Paco Noguera, literato de salón
protegido de los marqueses, que le costeaban las ediciones de sus poesías,
pensaba con tristeza en sus hermanas, dos pobres muchachas que sufrían en casa
mil privaciones, mientras él brillaba en fiestas y en veladas aristocráticas. Dos
tristes vidas sacrificadas para que él luciera; ellas planchaban con mil afanes
las camisolas limpísimas del hermano; ellas vestían unas faldillas pardas y no
podían salir a la calle bien abrigadas para que él vistiera un frac bien
cortado y se abrigara con gabán de pieles, y el poeta, brillante luz sostenida
por el pábilo consumido de dos existencias sacrificadas, pensaba en ellas con
remordimiento, pensaba en la cena miserable de sus pobres hermanas.

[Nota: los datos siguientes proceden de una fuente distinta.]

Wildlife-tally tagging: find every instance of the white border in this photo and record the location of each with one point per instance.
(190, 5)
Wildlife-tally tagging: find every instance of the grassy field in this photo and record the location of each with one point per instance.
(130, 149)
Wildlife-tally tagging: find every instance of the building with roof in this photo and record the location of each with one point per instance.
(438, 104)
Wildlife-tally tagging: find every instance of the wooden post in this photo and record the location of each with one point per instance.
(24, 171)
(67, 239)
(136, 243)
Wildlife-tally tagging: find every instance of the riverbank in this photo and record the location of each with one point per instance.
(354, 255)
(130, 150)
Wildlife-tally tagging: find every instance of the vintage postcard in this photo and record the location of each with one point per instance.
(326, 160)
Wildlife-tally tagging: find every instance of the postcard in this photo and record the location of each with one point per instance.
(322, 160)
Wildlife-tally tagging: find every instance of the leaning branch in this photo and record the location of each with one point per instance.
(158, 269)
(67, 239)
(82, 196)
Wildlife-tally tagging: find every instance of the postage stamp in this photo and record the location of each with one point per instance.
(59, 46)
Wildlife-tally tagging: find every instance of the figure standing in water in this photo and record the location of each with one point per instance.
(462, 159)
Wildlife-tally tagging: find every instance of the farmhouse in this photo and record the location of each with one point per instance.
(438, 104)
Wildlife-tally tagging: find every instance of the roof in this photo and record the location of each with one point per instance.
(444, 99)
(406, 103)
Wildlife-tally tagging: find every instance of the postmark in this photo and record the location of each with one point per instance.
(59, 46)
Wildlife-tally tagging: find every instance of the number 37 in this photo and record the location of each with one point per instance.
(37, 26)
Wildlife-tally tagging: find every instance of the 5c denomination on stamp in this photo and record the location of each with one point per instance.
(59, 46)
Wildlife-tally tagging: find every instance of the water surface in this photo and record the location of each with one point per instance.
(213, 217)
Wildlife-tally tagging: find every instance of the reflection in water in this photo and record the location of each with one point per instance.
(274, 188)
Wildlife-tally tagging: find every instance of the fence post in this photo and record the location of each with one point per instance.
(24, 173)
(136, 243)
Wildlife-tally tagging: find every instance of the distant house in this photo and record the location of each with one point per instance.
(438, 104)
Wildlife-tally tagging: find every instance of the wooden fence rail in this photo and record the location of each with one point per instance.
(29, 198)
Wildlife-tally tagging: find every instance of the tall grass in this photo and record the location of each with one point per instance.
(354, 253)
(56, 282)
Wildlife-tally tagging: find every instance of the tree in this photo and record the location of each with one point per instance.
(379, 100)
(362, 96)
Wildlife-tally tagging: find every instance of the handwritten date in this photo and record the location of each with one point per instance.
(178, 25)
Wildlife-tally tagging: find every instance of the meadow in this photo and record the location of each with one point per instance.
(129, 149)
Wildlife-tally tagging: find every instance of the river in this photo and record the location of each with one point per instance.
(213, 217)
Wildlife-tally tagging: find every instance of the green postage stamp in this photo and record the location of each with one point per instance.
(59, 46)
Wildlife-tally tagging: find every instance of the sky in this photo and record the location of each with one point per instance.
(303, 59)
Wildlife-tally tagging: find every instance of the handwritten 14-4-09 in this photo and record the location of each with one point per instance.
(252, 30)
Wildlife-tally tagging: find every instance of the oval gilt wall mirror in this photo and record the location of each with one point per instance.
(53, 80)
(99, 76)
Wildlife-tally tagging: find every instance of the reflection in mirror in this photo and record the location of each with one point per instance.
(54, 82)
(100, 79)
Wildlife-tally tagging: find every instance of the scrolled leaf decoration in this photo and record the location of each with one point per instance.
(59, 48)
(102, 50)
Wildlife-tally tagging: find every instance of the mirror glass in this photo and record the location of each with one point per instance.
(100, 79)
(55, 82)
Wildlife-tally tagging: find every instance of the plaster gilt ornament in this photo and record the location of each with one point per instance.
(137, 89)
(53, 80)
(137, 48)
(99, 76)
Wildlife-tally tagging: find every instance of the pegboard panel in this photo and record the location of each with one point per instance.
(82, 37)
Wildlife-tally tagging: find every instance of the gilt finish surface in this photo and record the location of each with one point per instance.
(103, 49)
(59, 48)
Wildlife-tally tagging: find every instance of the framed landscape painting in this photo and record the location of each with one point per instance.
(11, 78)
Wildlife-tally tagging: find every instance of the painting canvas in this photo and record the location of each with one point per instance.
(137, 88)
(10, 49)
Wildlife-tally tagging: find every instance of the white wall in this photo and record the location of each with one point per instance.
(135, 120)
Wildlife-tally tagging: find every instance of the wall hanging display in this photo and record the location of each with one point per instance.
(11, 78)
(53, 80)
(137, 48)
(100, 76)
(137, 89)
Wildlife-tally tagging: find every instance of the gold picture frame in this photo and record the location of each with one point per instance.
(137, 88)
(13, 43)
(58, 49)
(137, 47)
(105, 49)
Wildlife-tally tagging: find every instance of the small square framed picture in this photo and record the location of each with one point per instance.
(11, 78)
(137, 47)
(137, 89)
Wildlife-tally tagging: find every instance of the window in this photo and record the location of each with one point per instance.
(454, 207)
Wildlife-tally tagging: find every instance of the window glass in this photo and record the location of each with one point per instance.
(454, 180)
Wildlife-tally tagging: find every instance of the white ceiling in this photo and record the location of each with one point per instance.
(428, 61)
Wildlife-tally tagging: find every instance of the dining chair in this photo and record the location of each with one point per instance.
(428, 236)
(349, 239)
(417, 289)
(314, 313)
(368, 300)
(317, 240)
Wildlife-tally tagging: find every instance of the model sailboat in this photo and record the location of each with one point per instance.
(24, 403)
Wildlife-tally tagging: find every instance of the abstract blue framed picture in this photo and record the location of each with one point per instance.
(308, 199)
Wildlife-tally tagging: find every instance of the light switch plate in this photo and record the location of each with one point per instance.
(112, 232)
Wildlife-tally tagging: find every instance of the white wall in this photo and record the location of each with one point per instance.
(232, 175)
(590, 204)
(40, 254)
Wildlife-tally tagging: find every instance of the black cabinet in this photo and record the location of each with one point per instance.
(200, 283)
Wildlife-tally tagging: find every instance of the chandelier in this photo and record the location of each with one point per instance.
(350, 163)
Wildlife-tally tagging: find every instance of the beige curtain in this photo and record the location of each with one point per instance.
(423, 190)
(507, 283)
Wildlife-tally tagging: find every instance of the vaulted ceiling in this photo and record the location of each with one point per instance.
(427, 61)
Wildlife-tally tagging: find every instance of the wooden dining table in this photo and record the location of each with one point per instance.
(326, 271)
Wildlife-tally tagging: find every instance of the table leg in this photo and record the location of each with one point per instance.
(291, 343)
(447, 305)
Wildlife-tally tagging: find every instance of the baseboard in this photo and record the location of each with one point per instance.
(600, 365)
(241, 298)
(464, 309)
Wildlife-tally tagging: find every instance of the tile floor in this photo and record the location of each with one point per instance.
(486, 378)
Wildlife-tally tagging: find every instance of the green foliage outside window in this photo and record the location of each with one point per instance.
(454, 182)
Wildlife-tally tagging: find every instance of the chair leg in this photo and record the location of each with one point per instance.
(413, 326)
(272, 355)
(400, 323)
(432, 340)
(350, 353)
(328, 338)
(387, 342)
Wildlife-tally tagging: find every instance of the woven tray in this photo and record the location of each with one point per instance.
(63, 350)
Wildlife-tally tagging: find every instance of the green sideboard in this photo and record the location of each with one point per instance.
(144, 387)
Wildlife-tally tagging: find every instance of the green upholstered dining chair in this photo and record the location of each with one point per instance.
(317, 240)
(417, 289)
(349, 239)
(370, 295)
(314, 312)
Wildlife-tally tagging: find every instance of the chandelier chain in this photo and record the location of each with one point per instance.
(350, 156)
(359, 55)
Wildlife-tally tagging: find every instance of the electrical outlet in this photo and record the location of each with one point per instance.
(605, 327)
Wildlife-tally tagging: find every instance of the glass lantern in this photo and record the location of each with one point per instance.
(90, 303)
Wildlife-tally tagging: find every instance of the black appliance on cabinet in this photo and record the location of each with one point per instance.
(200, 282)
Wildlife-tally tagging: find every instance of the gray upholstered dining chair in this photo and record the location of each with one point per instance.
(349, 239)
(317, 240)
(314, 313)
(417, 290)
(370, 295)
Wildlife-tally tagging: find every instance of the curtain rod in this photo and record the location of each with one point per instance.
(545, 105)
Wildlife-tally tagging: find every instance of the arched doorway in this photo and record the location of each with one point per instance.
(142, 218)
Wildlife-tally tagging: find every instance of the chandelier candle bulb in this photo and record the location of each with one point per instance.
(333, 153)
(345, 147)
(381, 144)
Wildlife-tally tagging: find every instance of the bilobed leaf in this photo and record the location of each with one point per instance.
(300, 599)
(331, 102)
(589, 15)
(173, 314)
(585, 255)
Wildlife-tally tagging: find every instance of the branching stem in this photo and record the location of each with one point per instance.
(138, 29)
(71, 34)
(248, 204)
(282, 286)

Lola Montero pensaba en que Isidoro
Torres cenaría en casa de la condesa de Fondelvalle, y en que la condesa quería
casarle a toda costa con su hija…, y en que ella debía estar allí o Isidoro en
casa de los de San Severino, y los nervios desbocados no la dejaban sosegar ni
atravesar bocado… Y así todos, con el pensamiento lejos y el alma donde
quisieran haber estado en cuerpo y alma.
Y la dueña de la casa, tan satisfecha
de ver reunidas a su alrededor a las personas de su cariño. Sólo dos le
faltaban: su hermana, la marquesa del Robledal, venerable señora, consagrada
por entero a la devoción, una santa, una verdadera santa, y otra… de quien no
quería acordarse, su cuñadito, el condesito de Santa Elena…, de quien más valía
no hablar… Pasaría la Nochebuena rodeado de toreros y perdidos en algún
colmado, ése estaba fuera de la sociedad… y de todo.
La marquesa, en su bondad placentera,
no podía pensar que las dos personas que faltaban a su mesa aquella noche eran
las dos únicas personas felices. Una por sublime virtud, otra por los vicios
más abyectos, eran las únicas que rompían la monotonía vulgar de la vida, las
únicas que dejaban sobresalir su propia vida sobre la vida impuesta por los
demás, sacrificada a las conveniencias sociales.